In quegli anni infatti si producevano meno film, cosa che permetteva al pubblico di riuscire ad affezionarsi più facilmente alle storie e ai personaggi; inoltre, ultimo dettaglio non meno importante, le successive visioni avvenivano con i passaggi in tv e un’idea di home video completamente diversa: il film viveva una vita più lunga e si sedimentava nella nostra memoria.
Se ancora oggi chiunque sia nato tra la fine degli anni Ottanta e gli anni Novanta sia ancora affezionato a Woody e Buzz non è soltanto perché Toy Story ha rappresentato uno spartiacque nel cinema d’animazione, ma perché li associa alla propria infanzia e ha avuto il tempo di affezionarsi a loro, guardando e riguardando i film, senza essere costantemente affogati da contenuti che si soppiantano a vicenda.
Certo, con questo non vogliamo dire che i personaggi Pixar siano stati tutti ugualmente memorabili, ma di certo oggi sembra non si voglia lasciare la possibilità di sedimentarsi nella memoria del pubblico, in particolare dei più piccoli.
Franchise vs originalità
Di conseguenza, l’over-produzione di contenuti porta con sé uno smarrimento tanto nel pubblico adulto, quanto in quello giovane, con il tristissimo rischio che quest’ultima fetta di spettatori ripenserà ai film dell’infanzia con molta meno enfasi di quanto facciamo noi Millennials.
Eppure la creazione di un immaginario collettivo passa anche, e soprattutto, attraverso questa memoria. Ma in un contesto come quello contemporaneo non è così facile capire come fare il passo giusto. Neanche per la Pixar.
Lo stesso Pete Docter in una recente intervista a Variety ha dichiarato che la grande difficoltà di oggi per la Pixar è quella di realizzare storie nuove con la sicurezza di rientrare nell’investimento. Motivo per cui, molto spesso, si opta per i franchise che il pubblico, nonostante le critiche, comunque andrebbe a vedere. Basti pensare a titoli come Super Mario Bros. – Il Film o The First Slam Dunk, che hanno avuto un incredibile successo.
E poi sì, ci sono oggettivamente tanti contenuti audiovisivi (troppi). Vale quindi la pena chiedersi se il pubblico voglia davvero vedere storie nuove o se il pubblico composto da bambini, quelli a cui i nuovi personaggi potrebbero essere più potenzialmente dedicati, siano stimolati e abituati alla visione in sala.
Un cane che si morde la coda perché in questo periodo storico sembra non essere chiaro cosa voglia vedere il pubblico e, soprattutto, se il target delle famiglie sia realmente interessato ad andare al cinema. La realtà però è che di personaggi nuovi, potenzialmente cult, ce ne sono stati tanti negli ultimi anni, anche se nessuno sembra ricordarsene.
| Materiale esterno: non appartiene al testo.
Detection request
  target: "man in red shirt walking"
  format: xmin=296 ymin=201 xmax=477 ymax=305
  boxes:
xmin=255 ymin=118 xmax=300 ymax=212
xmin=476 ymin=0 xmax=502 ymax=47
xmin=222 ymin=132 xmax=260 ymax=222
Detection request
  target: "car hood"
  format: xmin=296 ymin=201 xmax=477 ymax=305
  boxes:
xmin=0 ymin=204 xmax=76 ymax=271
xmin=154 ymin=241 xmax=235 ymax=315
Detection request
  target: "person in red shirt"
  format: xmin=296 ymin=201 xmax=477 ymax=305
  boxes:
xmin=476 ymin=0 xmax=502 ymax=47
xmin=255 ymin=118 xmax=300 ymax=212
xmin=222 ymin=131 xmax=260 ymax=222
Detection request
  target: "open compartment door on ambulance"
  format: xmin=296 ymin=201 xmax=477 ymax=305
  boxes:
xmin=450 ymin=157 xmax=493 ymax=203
Forse è solo questione di tempo perché, come Woody e Buzz quasi 30 anni fa, anche loro ci parlano di noi ma in modo diverso.
Oggi infatti personaggi come Wade e Ember di Elemental ci accompagnano sì in una vicenda che può sembrare lineare, ma con una lezione talmente umana e profonda che non è possibile non fermarsi e pensare a noi stessi, ai nostri rapporti con il prossimo e a come stia mutando in positivo la rappresentazione culturale nei film d’animazione mainstream.
Le premesse di Elemental sono semplici ma le tematiche che mette sul tavolo sono oltremodo complesse perché riguardano la vita, quello che ci accade ogni giorno. Il film mette in scena una vicenda così universale che non può non toccare da vicino, in modo diverso, ognuno di noi. Quindi no, non si può parlare di flop. Almeno non del tutto.
Diamo a questo film il tempo che merita per lasciarlo sedimentare e fermiamoci anche noi. Per dare a quei personaggi la possibilità di entrare nel cuore, come è stato per tanti altri qualche anno fa.